La Roma dalla personalità multipla era stata capace di buttarsi via e perdere aderenza proprio quando si sarebbe dovuta sentire più forte: sul 2-0. Al posto della superiorità si son viste gambe tremare, centrocampisti addormentarsi, schiacciarsi sulla propria difesa. Il tutto senza motivo. Mentre l’Atalanta risorgeva con Gomez e Borriello, la Rometta affogava nella sua ritrovata mediocrità psicologica, rendendo ridicola la generosità di Perotti e sin troppo evidente l’inadeguatezza di De Rossi e Dzeko (dei quali Spalletti si è fidato per la seconda volta consecutiva).

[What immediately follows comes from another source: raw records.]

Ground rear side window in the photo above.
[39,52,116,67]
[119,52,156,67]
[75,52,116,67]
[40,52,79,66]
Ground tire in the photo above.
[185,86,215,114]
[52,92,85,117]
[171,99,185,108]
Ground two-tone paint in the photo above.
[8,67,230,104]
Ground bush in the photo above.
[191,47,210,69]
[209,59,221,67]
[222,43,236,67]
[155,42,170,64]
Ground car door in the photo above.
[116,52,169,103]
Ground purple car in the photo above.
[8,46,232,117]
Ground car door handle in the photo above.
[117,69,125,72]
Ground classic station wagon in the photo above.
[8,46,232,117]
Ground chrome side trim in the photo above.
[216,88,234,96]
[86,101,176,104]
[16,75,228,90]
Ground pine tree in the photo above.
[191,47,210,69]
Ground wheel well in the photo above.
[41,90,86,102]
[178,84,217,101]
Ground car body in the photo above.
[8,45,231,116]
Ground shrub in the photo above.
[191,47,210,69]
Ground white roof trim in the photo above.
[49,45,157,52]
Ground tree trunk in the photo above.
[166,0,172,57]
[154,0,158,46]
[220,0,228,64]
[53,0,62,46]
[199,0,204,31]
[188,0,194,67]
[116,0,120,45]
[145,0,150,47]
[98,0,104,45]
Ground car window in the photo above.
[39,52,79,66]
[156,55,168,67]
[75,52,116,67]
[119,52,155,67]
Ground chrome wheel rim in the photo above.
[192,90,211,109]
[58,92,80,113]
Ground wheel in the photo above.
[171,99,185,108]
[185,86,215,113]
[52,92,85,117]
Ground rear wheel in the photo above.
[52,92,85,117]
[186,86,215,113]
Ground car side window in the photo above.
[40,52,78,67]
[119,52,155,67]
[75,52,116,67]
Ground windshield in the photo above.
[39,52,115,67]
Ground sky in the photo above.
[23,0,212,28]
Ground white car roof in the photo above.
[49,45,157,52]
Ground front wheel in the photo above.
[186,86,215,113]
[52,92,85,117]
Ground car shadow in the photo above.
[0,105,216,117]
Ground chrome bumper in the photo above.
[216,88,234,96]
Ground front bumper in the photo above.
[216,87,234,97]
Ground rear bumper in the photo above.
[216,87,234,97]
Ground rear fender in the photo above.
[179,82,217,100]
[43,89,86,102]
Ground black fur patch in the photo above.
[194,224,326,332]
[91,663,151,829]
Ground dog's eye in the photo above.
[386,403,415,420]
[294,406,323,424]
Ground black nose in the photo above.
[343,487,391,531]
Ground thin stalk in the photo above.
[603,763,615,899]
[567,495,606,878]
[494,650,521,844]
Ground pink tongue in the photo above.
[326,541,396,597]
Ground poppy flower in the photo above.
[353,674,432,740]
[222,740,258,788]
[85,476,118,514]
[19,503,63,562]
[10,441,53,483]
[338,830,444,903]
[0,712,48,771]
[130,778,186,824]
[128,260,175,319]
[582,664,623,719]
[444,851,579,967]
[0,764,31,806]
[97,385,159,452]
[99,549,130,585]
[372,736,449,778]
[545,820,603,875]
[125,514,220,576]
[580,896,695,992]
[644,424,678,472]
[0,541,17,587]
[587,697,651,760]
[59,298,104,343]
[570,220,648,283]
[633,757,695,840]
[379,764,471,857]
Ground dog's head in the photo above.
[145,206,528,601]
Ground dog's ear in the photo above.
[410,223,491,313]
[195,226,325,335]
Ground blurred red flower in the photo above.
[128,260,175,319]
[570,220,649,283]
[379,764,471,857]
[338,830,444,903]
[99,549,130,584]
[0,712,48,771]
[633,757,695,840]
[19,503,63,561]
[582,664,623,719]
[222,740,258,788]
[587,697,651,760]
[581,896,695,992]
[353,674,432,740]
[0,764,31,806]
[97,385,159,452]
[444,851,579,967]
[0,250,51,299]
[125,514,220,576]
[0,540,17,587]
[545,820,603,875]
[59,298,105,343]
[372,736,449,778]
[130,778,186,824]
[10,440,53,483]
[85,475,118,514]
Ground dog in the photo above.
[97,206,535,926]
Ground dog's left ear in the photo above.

Umori fetidi al fischio finale. Spalletti era già stato espulso. Totti esce imbestialito nonostante le prodezze.
Li sentono in parecchi quando cominciano a stuzzicarsi. Spalletti non se la prende direttamente con la squadra: bensì con la sua storia. Totti non ci sta. Alza la voce, Spalletti lo incoraggia, le frasi sono sempre più secche e provocatorie. C’è chi azzarda: «Hanno rischiato di appendersi al muro». Spalletti replica: «Mai messo le mai addosso a un mio giocatore». Da grande bellezza a grande tristezza. Trigoria scopre che tra le ceneri dei vecchi campioni c’è ancora vita. Ciò infastidisce. Ora torna tutto in discussione, la classifica, il futuro, gli acquisti, le cessioni, la panchina, Totti, Pallotta. «Non cambia nulla», dice Sabatini. Ma ne siamo proprio sicuri? Tra la gente giallorossa serpeggiano malessere e malanimo, i social si scatenano. E’ probabile che un gol non basti per ripensare all’ipotesi di un allungamento del contratto. Ma dietro la porta chiusa di quello spogliatoio c’è ormai un mondo spaccato in due. Nello Spalletti Style, nel calcio flipper dei senza ruolo, Totti non è previsto. Se Totti entra e decide vuol dire che lo Spalletti Style non ha funzionato o il flipper s’è rotto e allora riappare la squadra di Totti. Non si sente giocatore: è ancora giocatore. Qualcuno non sopporta. Spalletti dice: «Abbiamo vinto nove partite senza Totti». Ma anche senza Dzeko e De Rossi. Totti nelle parti del redentore di giornata e Spalletti nella parte di chi deve sminuirne i meriti: «Quel gol Totti lo farà anche fra tre anni, sono altre le cose che non vengono portate alla luce». Ieri Totti ha evitato alla Roma di chiudere bottega in anticipo. Conterà qualcosa.
La situazione è questa. C’è un tale che gioca, sembra, a dispetto dei santi anche spezzoni di partita. Segna, sembra, a dispetto dell’età. Risolve e trascina il tifo, sembra, a dispetto di chi non vede l’ora di accompagnarlo alla porta: «Grazie Checco, è stato bello ma adesso vai e per favore non voltarti indietro». Il suo nome è Francesco Totti. E chiede asilo.